Afghanistan 'at a crossroads', US warned
Afghanistan risks sliding into a failed state and becoming the “forgotten war” because of deteriorating international support and a growing violent insurgency, according to an independent US study.
The report was co-chaired by retired US Marine Corps General James Jones and a former US ambassador to the United Nations, Thomas Pickering and is due to be published today.
“Afghanistan stands at a crossroads,” concludes the study.
“The progress achieved after six years of international engagement is under serious threat from resurgent violence, weakening international resolve, mounting regional challenges and a growing lack of confidence on the part of the Afghan people about the future direction of their country.”
A major issue has been trying to win the war with “too few military forces and insufficient economic aid”, the study adds.
The group makes nearly three dozen recommendations including calls for an increase in NATO force levels and military equipment sent to Afghanistan.
It also suggests the US management of the Iraq and Afghanistan wars should be decoupled and that a special envoy should be appointed to coordinate all US policy on Afghanistan.
It also recommends a unified strategy among partner nations to stabilise the country in five years.

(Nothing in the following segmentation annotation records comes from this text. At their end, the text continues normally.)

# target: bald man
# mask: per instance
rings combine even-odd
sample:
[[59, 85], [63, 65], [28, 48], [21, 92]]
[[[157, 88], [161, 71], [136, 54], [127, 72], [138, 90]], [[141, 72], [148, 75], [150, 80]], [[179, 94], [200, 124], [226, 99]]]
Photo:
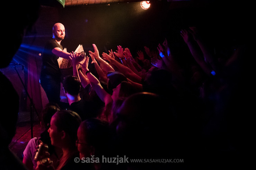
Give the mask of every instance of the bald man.
[[53, 37], [46, 43], [42, 54], [43, 62], [40, 83], [49, 102], [60, 104], [61, 73], [58, 60], [59, 57], [69, 59], [71, 53], [63, 51], [61, 44], [65, 36], [65, 28], [61, 23], [53, 27]]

US Defence Secretary Robert Gates said he was not familiar with the study’s findings, but he struck a more optimistic tone on Afghanistan’s future.
“I would say that the security situation is good,” Gates said. “We want to make sure it gets better, and I think there’s still a need to coordinate civil reconstruction, the economic development side of it.”
Gates said more troops are needed in Afghanistan, but “certainly not ours”.
When asked how many more NATO troops might be needed, he said that number should be determined by ground commanders.
The Jones-Pickering assessment, set for public release today, says the United States should rethink its military and economic strategy in Afghanistan in large part because of deteriorating support among voters in NATO countries.
If international forces are pulled out, the fragile Afghan government would “likely fall apart,” the report warns.
The study was a voluntary effort coordinated by the Centre for the Study of the Presidency, a non-partisan organisation in Washington, as a follow-on to the Iraq Study Group.
That study group was a congressionally mandated blue-ribbon panel, the first major bipartisan assessment on the Iraq war since the 2003 invasion.
According to the report, the centre decided to initiate the study after Iraq Study Group discussions made clear that Afghanistan was at risk of becoming “the forgotten war”.
“Participants and witnesses pointed to the danger of losing the war in Afghanistan unless a reassessment took place of the effort being undertaken in that country by the United States, NATO and the international community,” the study states.